Single by Marco Mengoni

from the album Le cose che non ho
- Released: 16 October 2015
- Recorded: 2014–2015
- Genre: Pop; ballad;
- Length: 2:49
- Label: Sony Music Entertainment
- Songwriters: Marco Mengoni; Fortunato Zampaglione;
- Producer: Michele Canova

Marco Mengoni singles chronology
| "Io ti aspetto" (2015) | "Ti ho voluto bene veramente" (2015) | "Parole in circolo" (2016) |

Music video
- "Ti ho voluto bene veramente" on YouTube

= Ti ho voluto bene veramente =

Ti ho voluto bene veramente (I really loved you) is a song co-written and recorded by Italian singer Marco Mengoni. It was released by Sony Music on 16 October 2015 as the lead single from his fourth studio album Le cose che non ho.

The song, written by the singer himself with co-writing contribution by Fortunato Zampaglione, was produced by Michele Canova.
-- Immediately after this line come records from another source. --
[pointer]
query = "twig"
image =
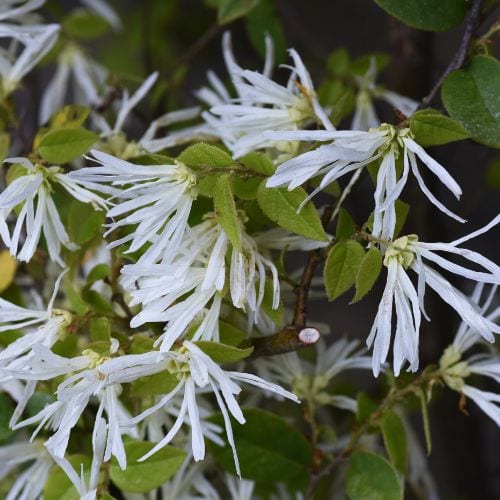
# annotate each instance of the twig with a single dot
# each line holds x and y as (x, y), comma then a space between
(287, 340)
(471, 23)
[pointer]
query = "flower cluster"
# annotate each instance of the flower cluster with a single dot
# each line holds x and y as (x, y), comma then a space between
(133, 341)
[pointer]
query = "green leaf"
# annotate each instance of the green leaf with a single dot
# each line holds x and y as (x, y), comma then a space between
(371, 477)
(431, 128)
(341, 267)
(58, 486)
(222, 353)
(394, 434)
(366, 406)
(100, 329)
(84, 222)
(368, 272)
(70, 116)
(264, 19)
(6, 411)
(429, 15)
(66, 144)
(225, 208)
(258, 162)
(281, 205)
(230, 10)
(8, 266)
(471, 96)
(346, 227)
(153, 385)
(269, 449)
(85, 25)
(141, 477)
(205, 155)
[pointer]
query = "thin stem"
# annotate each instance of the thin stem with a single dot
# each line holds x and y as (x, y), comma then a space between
(471, 23)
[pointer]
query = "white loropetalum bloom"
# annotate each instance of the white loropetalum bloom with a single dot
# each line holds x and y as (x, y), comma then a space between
(32, 191)
(353, 150)
(310, 381)
(156, 199)
(455, 368)
(195, 369)
(179, 292)
(263, 105)
(29, 483)
(409, 253)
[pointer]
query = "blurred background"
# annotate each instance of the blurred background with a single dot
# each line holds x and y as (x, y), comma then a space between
(182, 40)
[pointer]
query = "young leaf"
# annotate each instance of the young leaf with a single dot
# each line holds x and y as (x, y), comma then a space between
(222, 353)
(269, 449)
(431, 128)
(66, 144)
(281, 205)
(205, 155)
(341, 267)
(346, 227)
(141, 477)
(394, 434)
(430, 15)
(471, 96)
(370, 476)
(8, 267)
(225, 209)
(368, 272)
(230, 10)
(84, 222)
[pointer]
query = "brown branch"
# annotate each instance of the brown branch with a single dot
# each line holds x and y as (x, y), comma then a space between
(287, 340)
(471, 24)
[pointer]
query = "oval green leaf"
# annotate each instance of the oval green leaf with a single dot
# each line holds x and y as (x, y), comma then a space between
(66, 144)
(371, 477)
(429, 15)
(471, 96)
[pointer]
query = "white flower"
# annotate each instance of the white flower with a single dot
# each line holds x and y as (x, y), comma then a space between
(87, 78)
(195, 369)
(263, 105)
(156, 199)
(88, 375)
(353, 150)
(365, 116)
(29, 482)
(32, 191)
(310, 380)
(409, 253)
(88, 491)
(35, 40)
(199, 270)
(455, 369)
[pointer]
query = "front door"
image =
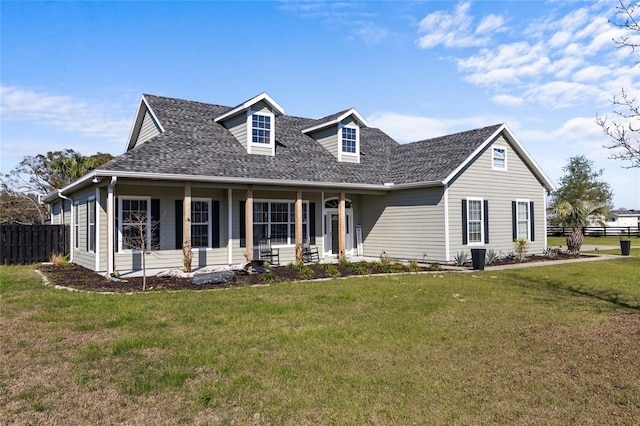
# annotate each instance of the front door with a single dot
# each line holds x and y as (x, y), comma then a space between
(334, 234)
(331, 233)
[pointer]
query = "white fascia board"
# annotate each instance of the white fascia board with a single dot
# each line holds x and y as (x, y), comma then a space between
(137, 123)
(529, 160)
(352, 112)
(248, 104)
(518, 147)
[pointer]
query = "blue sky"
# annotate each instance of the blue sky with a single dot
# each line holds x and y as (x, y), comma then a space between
(72, 72)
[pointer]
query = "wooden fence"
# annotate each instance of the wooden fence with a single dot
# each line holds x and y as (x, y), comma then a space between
(596, 231)
(26, 244)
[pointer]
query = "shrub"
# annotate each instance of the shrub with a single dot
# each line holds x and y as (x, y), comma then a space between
(461, 258)
(414, 267)
(58, 259)
(521, 246)
(491, 257)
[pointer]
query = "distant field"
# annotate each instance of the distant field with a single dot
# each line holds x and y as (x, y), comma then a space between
(541, 345)
(603, 241)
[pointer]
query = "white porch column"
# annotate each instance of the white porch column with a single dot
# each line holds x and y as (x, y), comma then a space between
(298, 225)
(342, 229)
(111, 220)
(229, 226)
(248, 228)
(186, 228)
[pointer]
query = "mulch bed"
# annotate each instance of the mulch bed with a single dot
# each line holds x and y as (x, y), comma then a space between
(80, 278)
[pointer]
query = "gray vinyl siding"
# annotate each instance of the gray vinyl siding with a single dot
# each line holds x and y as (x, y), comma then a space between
(81, 256)
(148, 129)
(238, 127)
(499, 188)
(404, 224)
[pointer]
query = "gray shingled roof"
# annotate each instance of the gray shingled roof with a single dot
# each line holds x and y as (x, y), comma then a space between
(194, 144)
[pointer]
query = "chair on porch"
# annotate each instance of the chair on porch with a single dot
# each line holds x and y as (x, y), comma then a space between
(268, 253)
(309, 254)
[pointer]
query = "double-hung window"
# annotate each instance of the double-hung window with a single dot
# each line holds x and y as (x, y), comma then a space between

It peaked at number one on the Italian FIMI Top Digital Downloads charts.

==Music video==
The music video for the song was directed by Niccolò Celaia and Antonio Usbergo, and was shot in Iceland.

==Track listing==

Digital download – single
| No. | Title | Length |
|---|---|---|
| 1. | "Ti ho voluto bene veramente" | 2:49 |

Digital download – album
| No. | Title | Length |
|---|---|---|
| 1. | "Ti ho voluto bene veramente" | 2:49 |

==Certifications==

| Region | Certification | Certified units/sales |
| Italy (FIMI) | 5× Platinum | 250,000^{‡} |
^{‡} Sales+streaming figures based on certification alone.